To run inference using multiple nodes in an asynchronous manner, chunk_ind_split specifies the number of parts to split the total number of chunks in inference, and which part should the current node/process see. For example, chunk_ind_split = "0-5" means the chunks are split into 5 parts (thus can be processed asynchronously using 5 nodes), and the current node/process is handling the first (0-base) part of the chunks.

Note

The coord_range option specify the region of a volume to use. Suppose the fisrt input volume has a voxel size of (1000, 10000, 10000), and only the center subvolume of size (400, 2000, 2000) needs to be used for training or inference, then set coord_range=[[300, 700, 4000, 6000, 4000, 6000]].

get_coord_name()[source]

Return the filename suffix based on the chunk coordinates.

loadchunk()[source]

Load the chunk based on current coordinates and construct a VolumeDataset for processing.

updatechunk(do_load=True)[source]

Update the coordinates to a new chunk in the large volume.

class connectomics.data.dataset.VolumeDataset(volume, label=None, valid_mask=None, valid_ratio=0.5, sample_volume_size=(8, 64, 64), sample_label_size=(8, 64, 64), sample_stride=(1, 1, 1), augmentor=None, target_opt=['1'], weight_opt=[['1']], erosion_rates=None, dilation_rates=None, mode='train', do_2d=False, iter_num=- 1, do_relabel=True, reject_size_thres=0, reject_diversity=0, reject_p=0.95, data_mean=0.5, data_std=0.5, data_match_act='none')[source]

Dataset class for volumetric image datasets.

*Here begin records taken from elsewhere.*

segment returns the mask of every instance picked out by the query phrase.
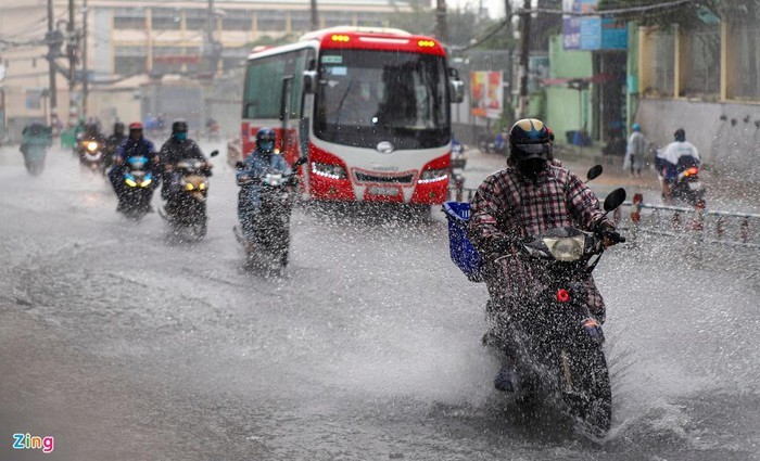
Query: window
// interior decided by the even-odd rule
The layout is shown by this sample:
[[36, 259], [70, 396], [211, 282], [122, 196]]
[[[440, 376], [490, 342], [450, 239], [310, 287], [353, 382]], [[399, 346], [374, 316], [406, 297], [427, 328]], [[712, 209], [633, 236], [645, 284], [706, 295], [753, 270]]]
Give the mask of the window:
[[654, 33], [648, 37], [654, 60], [642, 68], [649, 82], [641, 90], [655, 97], [673, 97], [675, 75], [675, 38], [671, 33]]
[[443, 57], [367, 50], [327, 50], [319, 57], [314, 130], [357, 148], [391, 141], [429, 149], [449, 139]]
[[118, 75], [137, 75], [144, 74], [147, 72], [145, 67], [145, 56], [115, 56], [114, 57], [114, 73]]
[[244, 11], [229, 11], [229, 16], [221, 20], [223, 30], [251, 30], [253, 18]]
[[154, 29], [179, 30], [182, 23], [182, 12], [167, 8], [154, 8], [151, 14], [151, 23]]
[[282, 11], [259, 11], [256, 13], [259, 31], [283, 33], [286, 29], [284, 13]]
[[731, 33], [736, 60], [730, 74], [735, 79], [738, 99], [760, 100], [760, 25], [753, 22], [737, 25]]
[[245, 75], [243, 118], [279, 118], [282, 78], [293, 76], [290, 93], [290, 117], [301, 113], [302, 75], [311, 50], [297, 50], [249, 63]]
[[684, 33], [683, 97], [719, 94], [721, 89], [720, 24], [702, 26]]
[[[206, 10], [185, 10], [185, 27], [188, 30], [205, 30], [208, 27]], [[216, 22], [214, 22], [214, 27], [216, 27]]]

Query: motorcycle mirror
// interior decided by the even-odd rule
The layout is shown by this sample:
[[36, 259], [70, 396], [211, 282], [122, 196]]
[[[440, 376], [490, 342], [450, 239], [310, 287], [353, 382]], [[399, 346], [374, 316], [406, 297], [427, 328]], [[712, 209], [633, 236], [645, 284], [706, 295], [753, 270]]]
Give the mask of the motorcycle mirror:
[[586, 182], [592, 181], [601, 176], [601, 172], [604, 170], [605, 168], [601, 165], [594, 165], [593, 167], [591, 167], [591, 169], [586, 174]]
[[605, 212], [609, 213], [625, 202], [625, 189], [618, 188], [605, 199]]

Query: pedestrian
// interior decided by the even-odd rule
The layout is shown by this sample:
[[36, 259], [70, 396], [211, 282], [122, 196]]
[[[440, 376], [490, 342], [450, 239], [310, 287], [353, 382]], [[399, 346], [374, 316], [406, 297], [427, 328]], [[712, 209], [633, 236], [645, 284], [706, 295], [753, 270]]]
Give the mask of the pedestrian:
[[625, 159], [623, 161], [623, 170], [631, 170], [631, 176], [642, 176], [642, 167], [644, 166], [644, 155], [646, 154], [647, 140], [642, 133], [642, 126], [633, 124], [631, 127], [633, 132], [628, 140], [625, 148]]

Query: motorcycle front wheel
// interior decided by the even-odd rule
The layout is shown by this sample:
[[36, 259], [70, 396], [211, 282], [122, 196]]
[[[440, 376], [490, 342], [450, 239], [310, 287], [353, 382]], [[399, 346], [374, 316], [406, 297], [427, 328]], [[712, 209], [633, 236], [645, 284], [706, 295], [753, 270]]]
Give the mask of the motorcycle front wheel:
[[612, 392], [609, 370], [601, 346], [560, 356], [562, 396], [570, 413], [579, 418], [588, 432], [604, 436], [612, 422]]

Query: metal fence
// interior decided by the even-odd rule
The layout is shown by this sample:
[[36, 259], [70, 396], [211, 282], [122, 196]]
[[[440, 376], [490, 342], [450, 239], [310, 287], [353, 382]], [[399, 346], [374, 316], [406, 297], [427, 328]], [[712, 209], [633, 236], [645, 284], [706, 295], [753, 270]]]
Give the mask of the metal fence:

At training time, subvolumes are randomly sampled from all the large input volumes with (optional) rejection sampling to increase the frequency of foreground regions in a batch. At inference time, subvolumes are yielded in a sliding-window manner with overlap to counter border artifacts.

Parameters
  • volume (list) – list of image volumes.

  • label (list, optional) – list of label volumes. Default: None

  • valid_mask (list, optional) – list of valid masks. Default: None

  • valid_ratio (float) – volume ratio threshold for valid samples. Default: 0.5

  • sample_volume_size (tuple, int) – model input size.

  • sample_label_size (tuple, int) – model output size.

  • sample_stride (tuple, int) – stride size for sampling.

  • augmentor (connectomics.data.augmentation.composition.Compose, optional) – data augmentor for training. Default: None

  • target_opt (list) – list the model targets generated from segmentation labels.

  • weight_opt (list) – list of options for generating pixel-wise weight masks.

  • mode (str) – 'train', 'val' or 'test'. Default: 'train'

  • do_2d (bool) – load 2d samples from 3d volumes. Default: False

  • iter_num (int) – total number of training iterations (-1 for inference). Default: -1

  • do_relabel (bool) – reduce the the mask indicies in a sampled label volume. This option be set to False for semantic segmentation, otherwise the classes can shift. Default: True

  • reject_size_thres (int, optional) – threshold to decide if a sampled volumes contains foreground objects. Default: 0

  • reject_diversity (int, optional) – threshold to decide if a sampled volumes contains multiple objects. Default: 0

  • reject_p (float, optional) – probability of rejecting non-foreground volumes. Default: 0.95

  • data_mean (float) – mean of pixels for images normalized to (0,1). Default: 0.5

  • data_std (float) – standard deviation of pixels for images normalized to (0,1). Default: 0.5

  • data_match_act (str) – the data is normalized to match the range of an activation. Default: 'none'

Note

For relatively small volumes, the total number of possible subvolumes can be smaller than the total number of samples required in training (the product of total iterations and mini-natch size), which raises StopIteration. Therefore the dataset length is also decided by the training settings.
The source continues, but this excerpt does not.